Dan: WSJ example: Your October 6th editorial So Long LA When safely bounded within double quotes, kind of tractable. But when only marked by capitalization, hard.

Woodley: The only reasonable way to handle these is with a preprocessing step that flags these for you. But that's not the same as using the preprocessor for everything.

Zina: Can still have a preprocessor for NEs and still look inside them.

Dan: First version of this will be in 1212 release of the ERG.

Woodley: Would be nice to normalize in post-processing so both types look the same in the output. (Plus flag saying who's responsible for guessing them.)

Dan: Would named entity grouping rule also apply to John Smith?

Emily: Yes, ideally.

Dan: What about John and Mary Smith ((John and Mary) Smith) and (John and (Mary Smith)) -- real ambiguity, but where does the proper_q introducing rule apply in the left-hand case?

Emily: Left-headed analysis of ((John and Mary) Smith)?

Dan: Yes, has to be.

Emily: So quantifier points to coordinated entity.

Dan: How do interpret that quantifier?

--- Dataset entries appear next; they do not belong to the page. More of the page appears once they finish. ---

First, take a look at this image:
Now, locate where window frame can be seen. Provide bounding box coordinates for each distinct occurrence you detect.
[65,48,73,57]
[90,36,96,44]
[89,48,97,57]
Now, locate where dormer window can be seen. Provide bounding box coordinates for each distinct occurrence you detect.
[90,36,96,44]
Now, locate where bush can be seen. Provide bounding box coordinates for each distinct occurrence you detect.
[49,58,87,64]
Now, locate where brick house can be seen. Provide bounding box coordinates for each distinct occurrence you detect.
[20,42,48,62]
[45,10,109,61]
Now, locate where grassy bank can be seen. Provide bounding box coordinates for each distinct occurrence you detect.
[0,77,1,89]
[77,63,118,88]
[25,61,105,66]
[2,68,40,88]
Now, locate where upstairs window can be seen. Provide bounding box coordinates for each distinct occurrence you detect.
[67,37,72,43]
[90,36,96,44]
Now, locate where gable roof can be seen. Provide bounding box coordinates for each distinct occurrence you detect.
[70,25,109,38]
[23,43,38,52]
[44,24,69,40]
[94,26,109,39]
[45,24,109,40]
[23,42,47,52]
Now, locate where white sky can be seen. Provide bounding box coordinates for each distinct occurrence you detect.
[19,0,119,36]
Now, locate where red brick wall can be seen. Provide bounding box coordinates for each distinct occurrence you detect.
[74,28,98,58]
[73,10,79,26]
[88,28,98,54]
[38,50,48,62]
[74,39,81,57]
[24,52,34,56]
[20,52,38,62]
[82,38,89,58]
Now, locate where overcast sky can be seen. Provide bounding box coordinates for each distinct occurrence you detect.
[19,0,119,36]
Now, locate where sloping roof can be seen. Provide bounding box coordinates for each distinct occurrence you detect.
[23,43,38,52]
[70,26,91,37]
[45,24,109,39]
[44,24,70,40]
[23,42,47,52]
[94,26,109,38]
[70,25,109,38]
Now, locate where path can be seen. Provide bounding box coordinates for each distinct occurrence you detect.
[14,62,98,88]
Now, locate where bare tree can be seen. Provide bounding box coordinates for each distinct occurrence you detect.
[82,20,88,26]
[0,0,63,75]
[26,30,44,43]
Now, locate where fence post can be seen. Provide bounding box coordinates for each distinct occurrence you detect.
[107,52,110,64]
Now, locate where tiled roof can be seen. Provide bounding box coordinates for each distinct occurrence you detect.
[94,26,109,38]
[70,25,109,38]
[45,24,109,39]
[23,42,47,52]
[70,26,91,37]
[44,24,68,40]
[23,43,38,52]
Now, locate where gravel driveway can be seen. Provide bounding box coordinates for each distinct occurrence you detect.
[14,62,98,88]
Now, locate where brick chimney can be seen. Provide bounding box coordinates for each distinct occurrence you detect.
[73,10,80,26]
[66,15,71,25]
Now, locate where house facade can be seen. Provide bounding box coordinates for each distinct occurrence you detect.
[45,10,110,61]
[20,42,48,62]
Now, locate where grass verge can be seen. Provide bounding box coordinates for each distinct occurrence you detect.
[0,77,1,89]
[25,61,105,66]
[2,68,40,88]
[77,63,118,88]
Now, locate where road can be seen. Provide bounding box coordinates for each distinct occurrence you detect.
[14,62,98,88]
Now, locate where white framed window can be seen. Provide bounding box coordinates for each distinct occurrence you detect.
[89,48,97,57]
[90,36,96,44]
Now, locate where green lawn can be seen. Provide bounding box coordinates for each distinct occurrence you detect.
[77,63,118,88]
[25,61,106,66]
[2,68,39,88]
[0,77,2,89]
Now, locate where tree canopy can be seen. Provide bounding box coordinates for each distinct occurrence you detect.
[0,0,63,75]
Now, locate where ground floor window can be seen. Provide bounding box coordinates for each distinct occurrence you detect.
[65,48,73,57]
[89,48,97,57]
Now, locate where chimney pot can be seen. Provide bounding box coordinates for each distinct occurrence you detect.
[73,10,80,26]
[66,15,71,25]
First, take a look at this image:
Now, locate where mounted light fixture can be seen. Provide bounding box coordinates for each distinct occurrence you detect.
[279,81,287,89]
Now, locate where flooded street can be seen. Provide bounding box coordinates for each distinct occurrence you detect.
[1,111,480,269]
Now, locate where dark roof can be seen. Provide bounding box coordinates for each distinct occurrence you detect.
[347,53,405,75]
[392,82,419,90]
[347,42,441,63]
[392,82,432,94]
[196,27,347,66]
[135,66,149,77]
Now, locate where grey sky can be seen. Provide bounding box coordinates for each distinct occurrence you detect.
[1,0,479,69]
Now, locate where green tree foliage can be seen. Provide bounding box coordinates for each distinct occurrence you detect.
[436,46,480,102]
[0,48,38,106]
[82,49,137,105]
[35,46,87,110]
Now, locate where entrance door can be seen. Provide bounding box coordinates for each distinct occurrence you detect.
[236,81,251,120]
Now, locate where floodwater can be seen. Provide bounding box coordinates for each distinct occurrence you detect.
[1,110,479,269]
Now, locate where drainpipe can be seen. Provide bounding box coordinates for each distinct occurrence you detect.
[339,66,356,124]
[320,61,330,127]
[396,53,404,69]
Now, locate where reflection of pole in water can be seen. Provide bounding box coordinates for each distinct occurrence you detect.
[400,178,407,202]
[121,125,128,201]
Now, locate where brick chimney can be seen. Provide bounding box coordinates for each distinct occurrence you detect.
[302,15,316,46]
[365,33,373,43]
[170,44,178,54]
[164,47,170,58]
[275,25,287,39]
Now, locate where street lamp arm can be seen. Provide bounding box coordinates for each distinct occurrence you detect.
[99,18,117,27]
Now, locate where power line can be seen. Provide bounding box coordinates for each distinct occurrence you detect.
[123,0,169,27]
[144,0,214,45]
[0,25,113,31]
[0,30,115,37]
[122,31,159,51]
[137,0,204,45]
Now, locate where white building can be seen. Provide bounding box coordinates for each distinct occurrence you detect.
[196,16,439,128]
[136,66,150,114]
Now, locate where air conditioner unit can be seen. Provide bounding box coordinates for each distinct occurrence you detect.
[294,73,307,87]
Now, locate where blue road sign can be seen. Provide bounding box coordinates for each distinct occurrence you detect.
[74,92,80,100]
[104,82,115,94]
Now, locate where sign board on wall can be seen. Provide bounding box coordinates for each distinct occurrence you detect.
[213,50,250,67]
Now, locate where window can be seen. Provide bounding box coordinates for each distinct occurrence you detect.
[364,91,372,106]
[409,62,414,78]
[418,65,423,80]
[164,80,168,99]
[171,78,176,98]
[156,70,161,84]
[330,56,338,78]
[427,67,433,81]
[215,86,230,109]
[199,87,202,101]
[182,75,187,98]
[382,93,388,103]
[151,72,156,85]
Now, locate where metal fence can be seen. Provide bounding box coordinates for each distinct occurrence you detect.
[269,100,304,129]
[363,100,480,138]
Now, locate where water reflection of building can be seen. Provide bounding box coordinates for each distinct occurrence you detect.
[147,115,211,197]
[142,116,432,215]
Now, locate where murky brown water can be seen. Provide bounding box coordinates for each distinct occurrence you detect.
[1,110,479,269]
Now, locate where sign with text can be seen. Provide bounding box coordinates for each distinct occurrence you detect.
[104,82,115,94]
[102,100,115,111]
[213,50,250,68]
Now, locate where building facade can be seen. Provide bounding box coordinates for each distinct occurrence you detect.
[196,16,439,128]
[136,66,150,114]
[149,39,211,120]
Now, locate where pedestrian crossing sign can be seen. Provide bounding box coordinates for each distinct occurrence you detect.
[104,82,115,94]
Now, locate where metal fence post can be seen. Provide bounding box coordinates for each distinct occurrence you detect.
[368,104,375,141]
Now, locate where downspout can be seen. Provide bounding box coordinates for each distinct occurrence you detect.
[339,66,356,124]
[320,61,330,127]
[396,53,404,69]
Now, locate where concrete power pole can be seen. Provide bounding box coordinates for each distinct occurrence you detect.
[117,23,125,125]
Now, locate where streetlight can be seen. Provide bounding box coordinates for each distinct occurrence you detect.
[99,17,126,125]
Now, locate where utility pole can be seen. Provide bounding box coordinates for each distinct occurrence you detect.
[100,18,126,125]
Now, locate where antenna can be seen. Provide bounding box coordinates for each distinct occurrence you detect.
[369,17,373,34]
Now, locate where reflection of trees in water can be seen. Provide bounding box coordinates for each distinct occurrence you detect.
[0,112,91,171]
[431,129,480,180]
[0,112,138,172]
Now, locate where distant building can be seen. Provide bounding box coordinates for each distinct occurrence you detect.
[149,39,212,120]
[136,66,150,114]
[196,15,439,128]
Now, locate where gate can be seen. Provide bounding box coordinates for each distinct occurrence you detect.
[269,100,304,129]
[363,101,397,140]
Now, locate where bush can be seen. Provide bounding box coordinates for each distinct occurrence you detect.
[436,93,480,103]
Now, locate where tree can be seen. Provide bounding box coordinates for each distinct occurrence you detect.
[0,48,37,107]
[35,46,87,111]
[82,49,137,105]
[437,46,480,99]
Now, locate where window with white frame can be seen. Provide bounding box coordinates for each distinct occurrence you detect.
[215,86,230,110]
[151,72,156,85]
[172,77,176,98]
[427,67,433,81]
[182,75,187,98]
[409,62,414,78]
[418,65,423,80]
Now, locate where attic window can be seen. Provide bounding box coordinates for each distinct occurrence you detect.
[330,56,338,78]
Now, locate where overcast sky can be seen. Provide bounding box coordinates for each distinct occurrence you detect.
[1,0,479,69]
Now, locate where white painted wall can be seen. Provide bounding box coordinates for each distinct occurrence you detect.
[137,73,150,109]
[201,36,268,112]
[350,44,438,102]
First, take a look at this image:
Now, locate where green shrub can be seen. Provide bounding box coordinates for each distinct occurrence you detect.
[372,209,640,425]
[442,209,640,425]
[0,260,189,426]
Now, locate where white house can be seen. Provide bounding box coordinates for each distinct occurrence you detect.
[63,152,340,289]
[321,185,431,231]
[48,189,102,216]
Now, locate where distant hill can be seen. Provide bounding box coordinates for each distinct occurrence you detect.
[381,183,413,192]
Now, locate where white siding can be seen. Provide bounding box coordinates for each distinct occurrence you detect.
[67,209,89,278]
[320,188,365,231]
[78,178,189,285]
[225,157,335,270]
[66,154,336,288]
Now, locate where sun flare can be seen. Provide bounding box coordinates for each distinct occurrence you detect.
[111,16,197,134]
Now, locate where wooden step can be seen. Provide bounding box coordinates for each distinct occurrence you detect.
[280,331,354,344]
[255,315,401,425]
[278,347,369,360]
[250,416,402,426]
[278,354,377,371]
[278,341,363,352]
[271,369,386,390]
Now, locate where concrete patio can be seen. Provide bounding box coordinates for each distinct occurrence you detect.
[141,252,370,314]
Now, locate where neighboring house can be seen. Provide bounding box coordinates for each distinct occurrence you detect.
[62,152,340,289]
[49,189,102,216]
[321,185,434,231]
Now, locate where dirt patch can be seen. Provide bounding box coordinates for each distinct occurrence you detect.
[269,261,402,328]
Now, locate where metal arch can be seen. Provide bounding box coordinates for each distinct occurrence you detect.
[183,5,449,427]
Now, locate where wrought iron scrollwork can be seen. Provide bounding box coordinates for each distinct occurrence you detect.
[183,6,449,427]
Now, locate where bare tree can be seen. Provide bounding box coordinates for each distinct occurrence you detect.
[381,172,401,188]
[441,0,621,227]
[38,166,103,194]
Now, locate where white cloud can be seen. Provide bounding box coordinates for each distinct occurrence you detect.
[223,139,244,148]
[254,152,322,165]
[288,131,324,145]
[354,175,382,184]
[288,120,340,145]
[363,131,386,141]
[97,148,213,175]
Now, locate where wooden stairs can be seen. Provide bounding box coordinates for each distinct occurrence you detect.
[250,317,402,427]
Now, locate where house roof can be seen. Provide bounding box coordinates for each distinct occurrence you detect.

What work is the proper_q doing? Seems like it's something about info about what to look for in the model. And if there's just one for John and Mary doesn't that mean you can only go look for the group John and Mary and wouldn't you want to find just John in addition?

Emily/Woodley: Two cats fought. That's just one quantifier, for multiple individuals.

Dan: proper_q is not any quantifier, it's a hunting license.

[... tennis match ...]

There may be consequences about whether we do the wrapping early or late in the case of multi-name named entities.

Woodley: General Electric announced a new car. The president made the announcement. Isn't that pointing back to part of the larger entity?

Dan: Not convinced that that's the same.

Dan: More generally, like the packaging idea, and leaving to post processing the question of whether to preserve the house or voice ness of the House or Voice of America.

Zina: Put in info about type?

Dan: Don't want the ambiguity that comes with Pacific_ocean and Pacific_company

Zina: Preprocessor could tell you?

Dan: Is it infallible?

Zina: Value of that attribute is a ranked list of possible classes. Still just one entry.

Prescott: That gets fragile; mixing in stuff the grammar doesn't care about. (The grammar doesn't have constraints that would interpret it.) Just a decoration.

Zina: But we have other kinds of decorations.

Emily: Could come in afterwards if it's a decoration. Doesn't have to come in before parsing.

Woodley/Prescott: Might be easier to do later on, with the info from the MRS.

As we were wrapping up: Discussion of how the "wrapper" rule might help solve the problem of post-modified nominal projections in the pre-head position of compounds: a University of Washington professor If the "wrapper" rule doesn't copy up the information about the post-modification/complementation when creating the named entity phrase, it could make these systematically eligible for that position, on the named entity reading.